Statistical parsers aim to automatically discover a set of language-independent relations between elements such as a Subject, a Predicate or an Object, based on their realization patterns in the data of different languages. A Subject in English, for example, is realized in syntax using word order, while in German it is realized in morphology, using word affixes. The cross-linguistic diversity in the realization of grammatical relations has dramatic effects on parsing accuracy — existing statistical parsing models demonstrate excellent performance on English, but when trained on data from other languages they often fail to yield comparable results. A research question thus emerges, namely, what kind of models are suitable for parsing different languages?

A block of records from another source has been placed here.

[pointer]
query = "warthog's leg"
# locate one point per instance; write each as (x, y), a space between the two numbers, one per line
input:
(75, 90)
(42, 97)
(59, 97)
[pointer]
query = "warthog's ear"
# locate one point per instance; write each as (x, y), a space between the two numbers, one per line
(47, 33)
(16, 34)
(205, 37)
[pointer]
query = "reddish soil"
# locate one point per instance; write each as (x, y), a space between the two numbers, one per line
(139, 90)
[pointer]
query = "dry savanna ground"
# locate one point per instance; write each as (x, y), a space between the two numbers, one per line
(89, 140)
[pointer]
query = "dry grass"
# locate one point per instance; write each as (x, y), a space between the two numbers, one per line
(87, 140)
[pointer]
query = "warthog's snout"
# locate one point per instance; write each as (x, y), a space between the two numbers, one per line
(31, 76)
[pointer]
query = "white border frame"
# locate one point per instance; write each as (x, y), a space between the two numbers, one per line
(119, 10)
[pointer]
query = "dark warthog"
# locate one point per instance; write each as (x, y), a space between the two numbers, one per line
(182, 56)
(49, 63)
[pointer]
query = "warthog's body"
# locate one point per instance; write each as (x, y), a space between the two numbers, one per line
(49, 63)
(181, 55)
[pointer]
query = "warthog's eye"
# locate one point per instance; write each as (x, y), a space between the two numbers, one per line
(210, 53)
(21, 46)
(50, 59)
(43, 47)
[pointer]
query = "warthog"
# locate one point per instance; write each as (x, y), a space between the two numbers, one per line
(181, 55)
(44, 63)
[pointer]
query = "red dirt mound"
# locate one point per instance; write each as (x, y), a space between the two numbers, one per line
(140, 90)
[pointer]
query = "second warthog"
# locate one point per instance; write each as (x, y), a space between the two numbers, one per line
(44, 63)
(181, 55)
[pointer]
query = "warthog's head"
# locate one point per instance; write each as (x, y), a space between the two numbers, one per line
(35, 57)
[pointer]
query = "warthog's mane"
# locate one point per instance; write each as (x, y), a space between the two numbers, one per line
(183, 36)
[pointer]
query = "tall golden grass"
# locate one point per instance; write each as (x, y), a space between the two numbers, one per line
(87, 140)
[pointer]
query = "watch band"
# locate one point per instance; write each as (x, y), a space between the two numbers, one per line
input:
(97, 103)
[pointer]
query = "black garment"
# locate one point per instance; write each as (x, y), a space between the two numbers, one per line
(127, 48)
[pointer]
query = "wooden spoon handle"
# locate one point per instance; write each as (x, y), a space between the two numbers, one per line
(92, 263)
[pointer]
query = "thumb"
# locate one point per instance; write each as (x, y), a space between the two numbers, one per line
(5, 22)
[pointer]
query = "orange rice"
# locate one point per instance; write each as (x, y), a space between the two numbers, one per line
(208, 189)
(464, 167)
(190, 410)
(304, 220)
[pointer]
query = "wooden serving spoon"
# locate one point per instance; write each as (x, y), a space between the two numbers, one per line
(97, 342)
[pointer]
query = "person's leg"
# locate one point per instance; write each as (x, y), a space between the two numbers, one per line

In this talk I motivate, develop and demonstrate the application of a Relational-Realizational (RR) parsing model which is designed to cope with cross-linguistic diversity by mapping grammatical relations to morphosyntactic realization in a non-rigid, language-independent, fashion. The model is defined over a formal grammar that inter-relates function, syntax and morphology. The model parameters encode complex interactions, which, for particular languages, are estimated based on corpus statistics. I demonstrated the application of the model to parsing Hebrew and Swedish, showing significant improvement without paying any computational costs.
Reut Tsarfaty is Post-Doctoral Researcher at the Computational Linguistics lab at Uppsala University in Sweden, focusing on technologies and evaluation methods for cross-linguistic and cross-framework statistical parsing. She received her Ph.D. and MSc. from the Institute for Logic, Language and Computation (ILLC) at the University of Amsterdam, and her BSc. from the Computer Science department at the Technion. Reut is an expert in cross-linguistic processing and is interested in particular in modeling rich morphosyntactic and morphosemantic interactions. Reut is a recipient of the Dutch Science Foundation's prestigious MOSAIC award and she is now writing a book on "Parsing Morphologically Rich Languages (PMRL)" to be published by Morgan and Claypool in the summer of 2013.